Google's latest generation of wearable technology is a 'smart' contact lens that may eventually provide noninvasive blood glucose monitoring for diabetics, and correct vision in individuals with presbyopia. That's why Alcon, the eye-care division of Swiss pharma Novartis, signed up to co-develop the smart lens in July, allegedly outbidding over 100 other interested parties. As healthcare and technology rapidly converge, more tie-ups like this one will likely follow. Consumer electronics giant Apple, too, is said to be working on a smart watch whose health sensor data could include blood glucose levels. Technology moves faster than traditional drug development: the smart lens “will take a few years, but not a decade” to hit the market, predicts George Jeff George, division head, Alcon. Details of the deal were not disclosed.

Google's smart lens detects glucose in tears. Credit: Google

The smart lens technology developed at Google[x], a team within Google of Mountain View, California, comprises a lens made of conventional lens hydrogel material with a tiny wireless chip, a miniaturized glucose sensor and a tiny battery embedded between two layers in the periphery of the lens, avoiding the iris and pupil. A pin-hole in the lens allows tear fluid to seep into the sensor, generating blood glucose readings that can be transmitted to a smartphone device and, potentially, directly to a physician.

But the extent to which glucose in blood and tear fluid are correlated remains unclear. Also, the lag between glucose highs in circulation peaks and in tears, or factors such as eye irritation, could be problematic, warns Tony Cass, professor of chemical biology at Imperial College London, who helped develop the first electronic finger-stick glucose sensor 30 years ago. Alcon's George emphasized that the technology is at the “very early stages” of development. Still, the hope is that once-a-second readings will allow an accurate measure of systemic blood glucose and thus better glucose control. Even frequent (5–6 times a day) finger pricking—as well as being inconvenient—can miss blood sugar highs and lows, according to Cass. Google has tested prototypes integrating a tiny LED light to warn users when their blood glucose is too high or too low—providing a whole new level of meaning to 'seeing stars'.

Google[x] isn't the first or only group to seek new ways of measuring blood glucose that avoid finger pricking. Nijmegen, Netherlands–based NovioSense is also leveraging tear fluid; its prototype wireless glucose sensor takes the form of a mini-coil tucked into the lower eyelid. Farmington, Connecticut–based Quick is looking at saliva; Delray Beach, Florida–based PositiveID, at exhaled air. Tens of other companies have tried—and failed. San Jose, California–based C8 MediSensors folded in February 2013 after its device, which used Raman spectroscopy of mid-infrared light shone against the skin to detect glucose molecules in the interstitial fluid, generated inconsistent data. Nor is Google alone in using the contact lens as a diagnostic, sensory tool in healthcare. Lausanne, Switzerland–based private firm Sensimed has developed lenses with embedded microsensors to continuously monitor changes in intraocular pressure among glaucoma patients, potentially improving treatment assessment and patient management. Medication delivery is also possible using contact lenses. Scientists in the Cornea Service at Massachusetts General Hospital in Boston and Boston's Children's Hospital have developed prototypes for a lens that releases anti-inflammatory drugs over as long as 30 days. The teams hope to begin trials soon.
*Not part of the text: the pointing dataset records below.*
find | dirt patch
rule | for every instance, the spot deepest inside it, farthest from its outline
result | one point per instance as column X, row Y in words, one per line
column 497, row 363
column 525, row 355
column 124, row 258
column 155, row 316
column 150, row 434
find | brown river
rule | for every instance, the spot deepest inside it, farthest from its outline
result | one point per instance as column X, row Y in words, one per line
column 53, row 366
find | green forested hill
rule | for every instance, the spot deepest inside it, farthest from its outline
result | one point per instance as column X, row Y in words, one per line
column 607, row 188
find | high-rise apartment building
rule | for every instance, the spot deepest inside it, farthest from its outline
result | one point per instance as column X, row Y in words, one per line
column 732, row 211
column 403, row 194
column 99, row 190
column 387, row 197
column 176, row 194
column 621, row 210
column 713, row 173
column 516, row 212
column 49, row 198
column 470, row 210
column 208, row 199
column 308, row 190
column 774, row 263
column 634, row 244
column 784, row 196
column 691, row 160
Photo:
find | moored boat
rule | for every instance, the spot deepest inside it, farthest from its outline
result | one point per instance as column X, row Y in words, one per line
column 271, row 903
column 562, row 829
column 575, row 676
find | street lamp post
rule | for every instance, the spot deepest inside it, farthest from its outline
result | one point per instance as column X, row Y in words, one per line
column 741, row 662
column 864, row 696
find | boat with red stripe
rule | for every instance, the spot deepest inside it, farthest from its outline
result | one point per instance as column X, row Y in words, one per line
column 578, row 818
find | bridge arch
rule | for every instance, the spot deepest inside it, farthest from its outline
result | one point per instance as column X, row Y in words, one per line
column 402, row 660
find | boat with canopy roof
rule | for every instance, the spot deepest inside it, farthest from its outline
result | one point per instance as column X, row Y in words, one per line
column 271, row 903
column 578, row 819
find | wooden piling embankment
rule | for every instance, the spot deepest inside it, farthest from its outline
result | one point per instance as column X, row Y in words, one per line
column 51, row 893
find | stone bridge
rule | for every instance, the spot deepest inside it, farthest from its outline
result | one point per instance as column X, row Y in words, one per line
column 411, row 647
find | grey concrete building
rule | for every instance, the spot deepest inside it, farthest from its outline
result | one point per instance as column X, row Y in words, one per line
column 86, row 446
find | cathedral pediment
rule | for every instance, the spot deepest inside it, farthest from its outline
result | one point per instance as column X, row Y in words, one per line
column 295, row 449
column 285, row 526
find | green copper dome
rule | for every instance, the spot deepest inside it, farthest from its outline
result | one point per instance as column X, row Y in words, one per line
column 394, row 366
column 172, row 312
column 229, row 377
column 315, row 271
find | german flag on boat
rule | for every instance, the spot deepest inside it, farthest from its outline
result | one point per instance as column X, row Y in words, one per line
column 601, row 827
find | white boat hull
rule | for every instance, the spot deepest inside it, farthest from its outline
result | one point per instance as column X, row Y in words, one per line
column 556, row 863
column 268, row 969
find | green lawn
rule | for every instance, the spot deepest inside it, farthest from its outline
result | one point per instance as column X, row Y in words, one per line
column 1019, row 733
Alcon also hopes that Google's smart lens technology—which originated, with National Science Foundation funding, among researchers at the University of Washington—could help the 1.7 billion people affected by presbyopia by providing an auto-focus contact lens with a miniature battery. Photodiode sensors could detect the amount of light coming into the eye, and wirelessly send a signal to a liquid crystal within the lens, which could then adjust for near or far vision, he hypothesizes. Another option is to develop the technology into an intra-ocular lens, inserted as part of cataract surgery. Alcon's cataract business is worth over $3 billion.